To Protect and Serve can probably be classed as cyberpunk-adjacent given the setting in Megatôkyô, the cop-corporation-criminal three-way rivalry, and the fact that several of the characters are cybernetically-enhanced or boomers themselves. But this TV show is cyberpunk only in the loosest possible sense: most of the cyberpunk elements of the series are really only skin-deep; there are very few SFnal conceits and few philosophical or social questions that get explored here. The closest we get to anything like a cyberpunk exploration of the ‘street uses’ of boomer tech or the ethical consequences of cybernetic memory storage and personality placement is literally in the last episode, and even then it’s basically preceded by a bunch of ominous foreshadowing around Liam and Hans that leaves you in the dark up until that very point.

The core of the story is the investigation of Liam Fletcher and the budding respect and friendship between the two partners.
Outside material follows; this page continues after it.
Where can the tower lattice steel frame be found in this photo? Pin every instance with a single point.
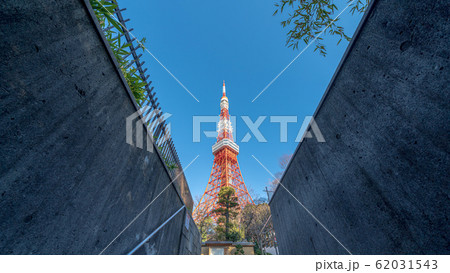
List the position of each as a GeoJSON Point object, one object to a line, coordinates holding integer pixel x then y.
{"type": "Point", "coordinates": [225, 170]}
True enough, Kenji starts off as being a tremendous jerkwad, and Hans’s self-assurance comes off as cocky and uncaring at first… but both of the two grow on you as the series progresses. The human relationships of all of the AD Police in the story, actually, give it a certain emotional weight and a heart: Kenji’s violinist girlfriend Kyôko; Kleif’s romance with his therapist Satomi; Jose’s wife and daughter; Mary and Karen’s sisterly affection and friendly rivalry; even the sergeant’s implied relationship with police director Nancy Wilson. As a police drama, though, To Protect and Serve has (as one might expect) its comedic moments – some of which are even intentional – but it’s nowhere close to a comedy. In particular the ending, not to give it away, is a bit of a tearjerker.


The artwork – in particular the heavily angular faces, strangely-proportioned male bodies and hyper-fluid poses – is heavily influenced by the stylistic preferences of Ôbari Masami, although as far as I can tell Ôbari had nothing to do with this production. It’s not a style that particularly offends me the same way it seems to do with other fans of Japanese animation from the 90s, but neither does it really do anything for me. The soundtrack to To Protect and Serve is unintentionally hilarious, with its brass, synth and funk elements that are clearly meant to recall classic American cop shows of the 70s like CHiPs and Kojak. Think a similar æsthetic to the music video of ‘Sabotage’ by Beastie Boys and you’ll kind of get where I’m coming from.

In short… To Protect and Serve gets a solid ‘meh’ from me. It’s not boring and it’s not actively insulting to the intelligence. There’s way worse you could be watching, but there’s also way better. Personally I’m not even sure this story was really substantial enough to warrant stringing out into an entire TV series, even one that’s only twelve episodes long.